One item of interest is that the director, Time Stevens, has worked miracles getting this put together, filmed, and on you tube in less than 2 weeks total using mostly untrained actors, yet with such excellent quality. the only problem we really ran into was that there was no actual choreographing plan or rehearsal for the guards even though we had real weapons (not sharpened, but still very pointed and very much steel polearms!) and were moving fast on very dangerous and irregular terrain. I discussed safety aspects of this with the director and, he agreed to warn the cast to move well out of our path and that we should work on safe ways to handle the issue. I am somewhat familiar with polearms, but have never actually used one before in anything.

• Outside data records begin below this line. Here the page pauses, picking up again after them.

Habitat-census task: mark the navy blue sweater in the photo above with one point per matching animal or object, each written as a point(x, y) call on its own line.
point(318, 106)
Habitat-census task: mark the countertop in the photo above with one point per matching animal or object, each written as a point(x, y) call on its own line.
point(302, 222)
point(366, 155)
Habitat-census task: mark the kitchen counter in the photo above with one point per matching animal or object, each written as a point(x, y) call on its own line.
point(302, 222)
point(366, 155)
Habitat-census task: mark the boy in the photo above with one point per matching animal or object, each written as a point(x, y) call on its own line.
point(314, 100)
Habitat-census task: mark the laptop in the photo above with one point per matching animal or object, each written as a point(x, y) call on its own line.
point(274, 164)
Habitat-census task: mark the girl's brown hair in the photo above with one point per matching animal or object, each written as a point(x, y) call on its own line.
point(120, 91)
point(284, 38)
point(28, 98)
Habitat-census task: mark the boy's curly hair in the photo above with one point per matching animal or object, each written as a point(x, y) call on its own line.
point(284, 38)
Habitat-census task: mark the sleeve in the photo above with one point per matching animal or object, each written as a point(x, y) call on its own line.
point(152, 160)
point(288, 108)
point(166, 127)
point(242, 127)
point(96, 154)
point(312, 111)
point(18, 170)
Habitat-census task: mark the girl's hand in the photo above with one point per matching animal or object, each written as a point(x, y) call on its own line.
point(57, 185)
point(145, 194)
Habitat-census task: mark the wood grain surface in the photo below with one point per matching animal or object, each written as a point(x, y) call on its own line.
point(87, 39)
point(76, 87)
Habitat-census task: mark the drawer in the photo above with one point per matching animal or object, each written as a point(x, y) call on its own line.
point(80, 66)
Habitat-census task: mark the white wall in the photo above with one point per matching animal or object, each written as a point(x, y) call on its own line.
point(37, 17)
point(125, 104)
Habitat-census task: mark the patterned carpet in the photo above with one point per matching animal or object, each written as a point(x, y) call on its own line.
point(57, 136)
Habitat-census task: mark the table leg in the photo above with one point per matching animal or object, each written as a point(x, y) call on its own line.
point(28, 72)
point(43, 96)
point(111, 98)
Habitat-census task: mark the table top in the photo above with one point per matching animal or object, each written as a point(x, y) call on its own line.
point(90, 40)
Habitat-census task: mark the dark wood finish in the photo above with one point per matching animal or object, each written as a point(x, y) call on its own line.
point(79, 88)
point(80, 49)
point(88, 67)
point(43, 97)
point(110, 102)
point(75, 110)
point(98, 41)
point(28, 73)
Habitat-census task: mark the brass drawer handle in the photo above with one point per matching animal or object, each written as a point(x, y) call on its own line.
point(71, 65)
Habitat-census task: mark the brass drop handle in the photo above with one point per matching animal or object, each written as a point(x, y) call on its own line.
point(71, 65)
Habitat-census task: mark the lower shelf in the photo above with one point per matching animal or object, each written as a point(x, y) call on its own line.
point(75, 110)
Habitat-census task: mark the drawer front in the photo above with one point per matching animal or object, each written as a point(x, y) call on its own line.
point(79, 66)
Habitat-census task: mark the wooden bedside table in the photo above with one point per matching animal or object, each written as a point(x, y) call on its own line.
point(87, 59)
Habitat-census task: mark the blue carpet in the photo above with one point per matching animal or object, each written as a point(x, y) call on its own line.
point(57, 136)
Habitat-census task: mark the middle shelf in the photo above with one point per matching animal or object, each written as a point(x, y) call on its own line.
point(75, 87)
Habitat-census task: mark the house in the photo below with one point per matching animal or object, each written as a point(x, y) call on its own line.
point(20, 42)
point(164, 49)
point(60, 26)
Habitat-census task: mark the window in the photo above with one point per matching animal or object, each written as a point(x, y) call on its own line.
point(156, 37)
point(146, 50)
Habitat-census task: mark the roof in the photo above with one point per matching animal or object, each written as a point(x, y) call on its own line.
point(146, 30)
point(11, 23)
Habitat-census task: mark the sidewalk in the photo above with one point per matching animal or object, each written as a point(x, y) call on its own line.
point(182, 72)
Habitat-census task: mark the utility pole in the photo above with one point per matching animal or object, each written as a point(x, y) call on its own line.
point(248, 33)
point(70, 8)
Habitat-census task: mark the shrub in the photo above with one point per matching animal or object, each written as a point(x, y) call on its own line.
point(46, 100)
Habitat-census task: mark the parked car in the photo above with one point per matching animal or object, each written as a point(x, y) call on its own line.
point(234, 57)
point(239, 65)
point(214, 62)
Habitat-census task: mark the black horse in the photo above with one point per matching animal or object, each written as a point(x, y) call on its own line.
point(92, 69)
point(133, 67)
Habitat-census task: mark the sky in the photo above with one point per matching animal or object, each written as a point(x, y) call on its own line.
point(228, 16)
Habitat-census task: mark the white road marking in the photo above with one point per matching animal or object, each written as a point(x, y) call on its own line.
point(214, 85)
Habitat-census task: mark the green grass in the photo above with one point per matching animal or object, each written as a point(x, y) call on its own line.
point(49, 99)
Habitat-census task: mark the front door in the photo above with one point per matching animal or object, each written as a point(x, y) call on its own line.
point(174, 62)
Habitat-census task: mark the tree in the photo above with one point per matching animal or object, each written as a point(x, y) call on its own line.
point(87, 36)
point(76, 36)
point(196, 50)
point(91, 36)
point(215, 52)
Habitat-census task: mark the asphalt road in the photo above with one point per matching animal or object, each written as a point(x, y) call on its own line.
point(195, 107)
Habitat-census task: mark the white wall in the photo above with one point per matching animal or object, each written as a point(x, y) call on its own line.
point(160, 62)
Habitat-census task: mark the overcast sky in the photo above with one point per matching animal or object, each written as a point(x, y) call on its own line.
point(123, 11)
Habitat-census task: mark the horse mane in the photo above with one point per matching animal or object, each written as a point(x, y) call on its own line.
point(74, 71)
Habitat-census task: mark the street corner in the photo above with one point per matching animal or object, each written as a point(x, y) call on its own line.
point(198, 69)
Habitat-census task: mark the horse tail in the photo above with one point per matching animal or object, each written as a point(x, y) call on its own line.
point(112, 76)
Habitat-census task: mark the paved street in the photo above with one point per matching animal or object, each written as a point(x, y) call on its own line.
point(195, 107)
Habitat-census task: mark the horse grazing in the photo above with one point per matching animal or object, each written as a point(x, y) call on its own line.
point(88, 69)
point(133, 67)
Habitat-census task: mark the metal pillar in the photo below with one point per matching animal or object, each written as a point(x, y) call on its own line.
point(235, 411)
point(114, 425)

As such, I felt Tim Stevens showed great confidence in me by telling us what he wanted, basically that we move as synchronized and "quirky" as the guards in the cartoon version of Alice in Wonderland. He did demonstrate the type of movements he wanted portrayed when commanded into action and in the chase.
I then went to the side for about 30 minutes with the other guard and we choreographed our own moves, our own commands to attempt to make our movements synchronized (with some limited success), and to make it as funny and quirky as he wanted without endangering any of the cast or extras in the process. The only person that actually came close to getting impaled was the director when we rounded a camera at full tilt, but were asked to try taking both of us around it to the same side and almost failed the turning maneuver. After that we insisted on going back to splitting around the camera like he had us do before, which was far more manageable as turning while running in a crouch and lifting your knees ridiculously high is actually a bit difficult.
I also balked at the idea of following in spear readied position behind the other guard in one area where the terrain was too narrow for us to travel side by side. Instead I experimented with realistic ways a halberd could be used to attack that would have the weapon head trailing rather than leading and then purposely kept a safe distance behind my partner regardless as there were tree roots and a hole in our path near the end of the chase. To cover up why I was trailing behind the other guard so far I tried to look like I was panting and running out of breath, which would sort of make sense since the lead guard would typically be the oldest one, but it just seemed to add to the quirky, campy, comedy of the scene, so it seemed to come out well. The only scene that was cut that I wished had been left in was one where we slowed down and doubled over panting and breathing as though we were too winded to keep up in full armor with a young frightened Alice, and was intended to show why she got far enough ahead to be able to hide before we caught up again. I thought that was really well planned and should be added back into the video if possible. (Just so you know, after multiple takes chasing her at each step of the long chase, it wasn't very hard to pretend we were too tired to keep up the chase!!! LOL)
After this experience, and our own problems setting up choreographed fencing for the Ugly Gun Skit, I and Radha both attended an excellent professional level (in my opinion anyway) class on staging fights in a safe, but realistic manner that was taught by Chris Ayres, (a professional actor and stage fight director) under the title Mock Combat in a 5 to 6 hour class broken into two parts over two days at Ikkicon anime festival in Austin, Texas. While we never actually caught Alice and the class did not (for liability reasons among others) cover use of weapons other than to discourage it, the choreographing and rehearsing method would have been very helpful, and I will use it in the future.